For many of us in the government today, the current plain language movement had its start in the 1970s when the federal government encouraged regulation writers to be less bureaucratic.

President Nixon created some early momentum when he decreed that the Federal Register be written in “layman’s terms.” In 1977, the Federal Communications Commission issued rules for Citizens Band Radios that were written as a series of short questions and answers, with personal pronouns, sentences in the active voice, and clear instructions. These regulations were probably the first to appear entirely in plain English.

In 1978, President Carter issued Executive Orders intended to make government regulations “cost-effective and easy-to-understand by those who were required to comply with them.” A few federal agencies responded by publishing regulations that were more clearly written, although the efforts were sporadic.

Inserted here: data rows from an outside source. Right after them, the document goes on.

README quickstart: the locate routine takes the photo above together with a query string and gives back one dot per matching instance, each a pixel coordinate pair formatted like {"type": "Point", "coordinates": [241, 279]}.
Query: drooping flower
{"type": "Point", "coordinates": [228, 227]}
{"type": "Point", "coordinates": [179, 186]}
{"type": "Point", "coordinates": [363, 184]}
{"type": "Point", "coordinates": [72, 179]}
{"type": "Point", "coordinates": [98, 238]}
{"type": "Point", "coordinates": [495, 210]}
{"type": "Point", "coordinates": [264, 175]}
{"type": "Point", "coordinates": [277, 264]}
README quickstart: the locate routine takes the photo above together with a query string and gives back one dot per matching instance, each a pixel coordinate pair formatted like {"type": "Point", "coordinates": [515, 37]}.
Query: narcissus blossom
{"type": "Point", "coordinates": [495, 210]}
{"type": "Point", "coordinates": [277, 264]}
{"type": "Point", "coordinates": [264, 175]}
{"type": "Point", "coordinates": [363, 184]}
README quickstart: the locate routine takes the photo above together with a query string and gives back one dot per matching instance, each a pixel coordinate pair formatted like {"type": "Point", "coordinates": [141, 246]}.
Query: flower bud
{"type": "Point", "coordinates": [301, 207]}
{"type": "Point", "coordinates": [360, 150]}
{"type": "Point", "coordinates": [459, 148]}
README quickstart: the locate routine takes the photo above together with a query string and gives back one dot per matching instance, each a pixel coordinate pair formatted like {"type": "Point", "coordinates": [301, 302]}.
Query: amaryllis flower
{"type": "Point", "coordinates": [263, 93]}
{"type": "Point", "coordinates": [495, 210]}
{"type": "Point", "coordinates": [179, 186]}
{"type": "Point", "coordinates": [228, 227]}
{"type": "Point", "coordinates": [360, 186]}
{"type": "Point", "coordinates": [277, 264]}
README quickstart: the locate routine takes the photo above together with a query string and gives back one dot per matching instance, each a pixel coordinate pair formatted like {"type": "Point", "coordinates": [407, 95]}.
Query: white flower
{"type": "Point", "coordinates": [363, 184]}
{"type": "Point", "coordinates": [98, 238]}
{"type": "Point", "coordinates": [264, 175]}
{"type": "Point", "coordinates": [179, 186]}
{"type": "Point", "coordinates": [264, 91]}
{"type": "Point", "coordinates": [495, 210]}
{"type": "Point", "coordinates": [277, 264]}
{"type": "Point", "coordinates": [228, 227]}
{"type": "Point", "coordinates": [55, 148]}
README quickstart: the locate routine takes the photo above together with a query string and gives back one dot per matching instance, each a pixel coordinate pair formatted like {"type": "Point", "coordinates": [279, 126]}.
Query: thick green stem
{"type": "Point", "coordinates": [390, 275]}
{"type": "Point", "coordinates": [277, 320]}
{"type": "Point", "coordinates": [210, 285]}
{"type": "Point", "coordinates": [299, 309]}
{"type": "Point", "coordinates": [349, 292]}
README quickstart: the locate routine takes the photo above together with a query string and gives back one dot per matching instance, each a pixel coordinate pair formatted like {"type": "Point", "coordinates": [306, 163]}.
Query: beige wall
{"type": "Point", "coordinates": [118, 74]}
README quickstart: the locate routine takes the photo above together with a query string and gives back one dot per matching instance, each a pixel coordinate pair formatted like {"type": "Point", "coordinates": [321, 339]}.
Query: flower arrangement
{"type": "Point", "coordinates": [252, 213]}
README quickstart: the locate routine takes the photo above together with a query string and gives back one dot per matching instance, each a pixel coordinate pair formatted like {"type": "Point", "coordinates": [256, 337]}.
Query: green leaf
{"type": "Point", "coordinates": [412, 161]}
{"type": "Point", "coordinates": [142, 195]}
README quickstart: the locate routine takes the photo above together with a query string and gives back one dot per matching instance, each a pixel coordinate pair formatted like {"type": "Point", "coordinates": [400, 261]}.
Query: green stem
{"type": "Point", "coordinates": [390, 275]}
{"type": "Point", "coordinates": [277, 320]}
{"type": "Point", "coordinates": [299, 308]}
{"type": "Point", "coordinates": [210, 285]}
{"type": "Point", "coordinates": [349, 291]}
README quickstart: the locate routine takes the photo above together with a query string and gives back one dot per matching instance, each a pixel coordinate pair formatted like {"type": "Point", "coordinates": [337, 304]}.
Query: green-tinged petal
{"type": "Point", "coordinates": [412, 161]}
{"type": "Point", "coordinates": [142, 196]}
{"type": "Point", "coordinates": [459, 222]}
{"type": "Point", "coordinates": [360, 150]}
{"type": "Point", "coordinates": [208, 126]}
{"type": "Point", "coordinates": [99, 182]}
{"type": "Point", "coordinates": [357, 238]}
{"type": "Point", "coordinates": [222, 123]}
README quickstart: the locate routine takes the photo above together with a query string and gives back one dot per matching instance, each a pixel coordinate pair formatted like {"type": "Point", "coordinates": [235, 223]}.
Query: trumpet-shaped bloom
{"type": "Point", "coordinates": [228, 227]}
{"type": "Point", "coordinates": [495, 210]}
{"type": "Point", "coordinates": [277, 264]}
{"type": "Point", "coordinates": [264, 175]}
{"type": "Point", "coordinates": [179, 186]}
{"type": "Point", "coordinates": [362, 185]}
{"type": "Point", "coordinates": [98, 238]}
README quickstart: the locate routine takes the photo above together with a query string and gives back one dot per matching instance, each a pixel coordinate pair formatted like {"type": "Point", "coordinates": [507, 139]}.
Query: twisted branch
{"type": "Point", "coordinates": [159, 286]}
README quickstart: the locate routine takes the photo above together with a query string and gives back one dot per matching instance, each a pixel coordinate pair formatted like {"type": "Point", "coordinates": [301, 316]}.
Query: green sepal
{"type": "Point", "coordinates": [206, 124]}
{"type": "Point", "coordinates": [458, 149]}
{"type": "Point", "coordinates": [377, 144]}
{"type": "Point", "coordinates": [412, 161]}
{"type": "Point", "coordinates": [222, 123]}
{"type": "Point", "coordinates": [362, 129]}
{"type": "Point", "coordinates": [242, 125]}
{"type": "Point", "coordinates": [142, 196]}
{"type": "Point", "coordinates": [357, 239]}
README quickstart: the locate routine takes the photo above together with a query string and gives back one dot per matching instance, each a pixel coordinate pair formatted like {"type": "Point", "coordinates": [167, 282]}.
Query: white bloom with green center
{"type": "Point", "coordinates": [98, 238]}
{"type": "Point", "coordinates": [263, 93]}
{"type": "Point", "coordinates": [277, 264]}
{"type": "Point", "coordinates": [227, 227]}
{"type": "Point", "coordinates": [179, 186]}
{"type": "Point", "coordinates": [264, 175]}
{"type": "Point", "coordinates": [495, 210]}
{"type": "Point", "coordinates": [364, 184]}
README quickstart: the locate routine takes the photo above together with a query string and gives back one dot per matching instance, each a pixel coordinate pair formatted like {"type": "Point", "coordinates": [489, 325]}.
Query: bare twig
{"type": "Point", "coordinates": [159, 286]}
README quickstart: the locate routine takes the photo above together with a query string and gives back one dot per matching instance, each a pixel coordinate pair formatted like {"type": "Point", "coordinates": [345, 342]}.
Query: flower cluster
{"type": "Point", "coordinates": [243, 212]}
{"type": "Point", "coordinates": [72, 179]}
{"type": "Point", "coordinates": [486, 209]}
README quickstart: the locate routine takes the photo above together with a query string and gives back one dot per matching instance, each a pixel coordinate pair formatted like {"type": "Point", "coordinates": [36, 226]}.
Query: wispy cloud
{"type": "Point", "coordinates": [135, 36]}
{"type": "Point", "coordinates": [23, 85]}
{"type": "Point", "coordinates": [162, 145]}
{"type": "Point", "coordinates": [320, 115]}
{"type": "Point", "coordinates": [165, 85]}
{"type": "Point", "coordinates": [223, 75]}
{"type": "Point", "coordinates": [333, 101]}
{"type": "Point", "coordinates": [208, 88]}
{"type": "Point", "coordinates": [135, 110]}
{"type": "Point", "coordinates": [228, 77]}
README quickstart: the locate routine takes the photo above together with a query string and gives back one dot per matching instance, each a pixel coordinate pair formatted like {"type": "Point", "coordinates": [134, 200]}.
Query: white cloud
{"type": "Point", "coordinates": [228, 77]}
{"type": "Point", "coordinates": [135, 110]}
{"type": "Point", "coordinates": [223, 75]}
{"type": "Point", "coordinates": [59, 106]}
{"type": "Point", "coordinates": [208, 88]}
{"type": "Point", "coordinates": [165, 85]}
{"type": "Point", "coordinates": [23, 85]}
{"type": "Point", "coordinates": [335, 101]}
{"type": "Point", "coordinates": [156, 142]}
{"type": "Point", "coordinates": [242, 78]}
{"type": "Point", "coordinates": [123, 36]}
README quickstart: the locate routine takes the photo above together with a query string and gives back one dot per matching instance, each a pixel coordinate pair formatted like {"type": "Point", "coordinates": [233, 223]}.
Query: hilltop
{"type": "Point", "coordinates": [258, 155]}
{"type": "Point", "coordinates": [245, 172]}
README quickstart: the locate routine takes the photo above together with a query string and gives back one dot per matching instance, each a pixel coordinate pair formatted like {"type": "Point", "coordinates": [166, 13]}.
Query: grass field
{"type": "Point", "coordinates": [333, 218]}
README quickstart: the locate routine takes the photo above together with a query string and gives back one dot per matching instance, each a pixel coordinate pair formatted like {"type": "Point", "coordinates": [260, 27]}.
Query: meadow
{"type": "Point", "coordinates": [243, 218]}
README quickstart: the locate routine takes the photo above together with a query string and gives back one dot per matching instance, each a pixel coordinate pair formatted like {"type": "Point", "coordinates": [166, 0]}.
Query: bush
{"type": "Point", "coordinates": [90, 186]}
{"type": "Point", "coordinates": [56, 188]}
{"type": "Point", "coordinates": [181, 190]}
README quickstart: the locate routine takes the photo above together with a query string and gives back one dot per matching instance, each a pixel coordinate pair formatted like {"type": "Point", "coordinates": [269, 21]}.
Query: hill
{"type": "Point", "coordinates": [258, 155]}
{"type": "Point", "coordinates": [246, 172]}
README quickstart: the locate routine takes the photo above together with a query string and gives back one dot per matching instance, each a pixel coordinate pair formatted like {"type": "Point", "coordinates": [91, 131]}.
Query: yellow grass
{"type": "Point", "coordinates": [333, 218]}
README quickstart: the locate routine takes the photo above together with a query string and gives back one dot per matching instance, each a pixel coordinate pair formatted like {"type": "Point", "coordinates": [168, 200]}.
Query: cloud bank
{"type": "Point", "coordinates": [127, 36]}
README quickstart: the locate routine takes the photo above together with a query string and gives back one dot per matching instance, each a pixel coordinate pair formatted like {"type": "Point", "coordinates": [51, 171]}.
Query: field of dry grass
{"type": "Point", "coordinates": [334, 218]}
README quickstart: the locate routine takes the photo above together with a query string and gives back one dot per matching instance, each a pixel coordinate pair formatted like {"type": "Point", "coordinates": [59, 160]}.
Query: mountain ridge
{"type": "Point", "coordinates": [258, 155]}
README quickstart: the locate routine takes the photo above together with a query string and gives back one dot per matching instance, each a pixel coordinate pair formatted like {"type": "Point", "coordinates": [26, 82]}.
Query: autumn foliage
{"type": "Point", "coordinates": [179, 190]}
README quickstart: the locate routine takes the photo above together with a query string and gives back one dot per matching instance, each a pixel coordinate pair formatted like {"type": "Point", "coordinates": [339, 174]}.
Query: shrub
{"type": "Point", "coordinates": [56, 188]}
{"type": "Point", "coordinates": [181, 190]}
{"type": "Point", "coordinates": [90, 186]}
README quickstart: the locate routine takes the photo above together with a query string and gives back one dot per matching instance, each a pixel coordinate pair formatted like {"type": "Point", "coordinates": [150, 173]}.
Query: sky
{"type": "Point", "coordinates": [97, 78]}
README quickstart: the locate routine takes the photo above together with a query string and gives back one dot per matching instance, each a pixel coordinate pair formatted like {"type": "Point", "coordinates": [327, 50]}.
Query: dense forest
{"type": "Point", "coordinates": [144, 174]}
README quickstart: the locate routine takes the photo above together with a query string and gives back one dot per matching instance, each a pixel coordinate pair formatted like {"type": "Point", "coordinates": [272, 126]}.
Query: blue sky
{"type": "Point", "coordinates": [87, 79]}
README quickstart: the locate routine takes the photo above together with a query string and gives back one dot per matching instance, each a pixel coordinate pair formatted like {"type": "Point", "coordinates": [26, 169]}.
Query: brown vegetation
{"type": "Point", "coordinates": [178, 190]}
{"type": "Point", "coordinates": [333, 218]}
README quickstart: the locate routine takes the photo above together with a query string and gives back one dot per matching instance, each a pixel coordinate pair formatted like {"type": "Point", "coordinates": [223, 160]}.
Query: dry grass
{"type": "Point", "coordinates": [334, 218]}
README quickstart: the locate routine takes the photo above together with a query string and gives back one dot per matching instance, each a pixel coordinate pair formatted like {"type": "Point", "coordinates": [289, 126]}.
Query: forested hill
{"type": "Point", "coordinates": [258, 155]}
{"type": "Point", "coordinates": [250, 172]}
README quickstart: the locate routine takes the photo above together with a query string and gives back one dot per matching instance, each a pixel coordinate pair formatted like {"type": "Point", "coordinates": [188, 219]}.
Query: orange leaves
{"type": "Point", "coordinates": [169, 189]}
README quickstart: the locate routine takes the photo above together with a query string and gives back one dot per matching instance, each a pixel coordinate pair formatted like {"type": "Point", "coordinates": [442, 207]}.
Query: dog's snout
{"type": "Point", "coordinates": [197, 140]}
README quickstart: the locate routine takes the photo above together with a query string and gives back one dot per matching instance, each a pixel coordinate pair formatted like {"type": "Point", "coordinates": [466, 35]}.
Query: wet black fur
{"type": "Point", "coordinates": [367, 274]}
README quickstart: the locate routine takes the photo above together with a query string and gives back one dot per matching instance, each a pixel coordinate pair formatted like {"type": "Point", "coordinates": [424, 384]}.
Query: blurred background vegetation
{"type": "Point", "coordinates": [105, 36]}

The Department of Education decided to fund a research and development contract to study the problems in public documents and get help for Federal agencies that wanted to implement plain language. The contract, called the Document Design Project, went to the not-for-profit American Institutes for Research in Washington, DC, in a consortium with Carnegie-Mellon University in Pittsburgh and a private firm, Siegel & Gale, in New York. The Document Design Project team helped many agencies write plain language regulations and other documents, including the Federal Communications Commission rules for Marine Radios, the Housing & Urban Development rules for the Privacy Act, and clearer forms and instructions for student financial assistance. One of the books from the Document Design Project, Guidelines for Document Designers, served as a handbook for government writers for many years.

Before the 1970s

Interest in making government documents clear has a long, but checkered, history in the United States. After World War II, federal employees like Jim Minor advocated plain language in government documents. John O’Hayre, an employee of the Bureau of Land Management, wrote a book called Gobbledygook Has Gotta Go.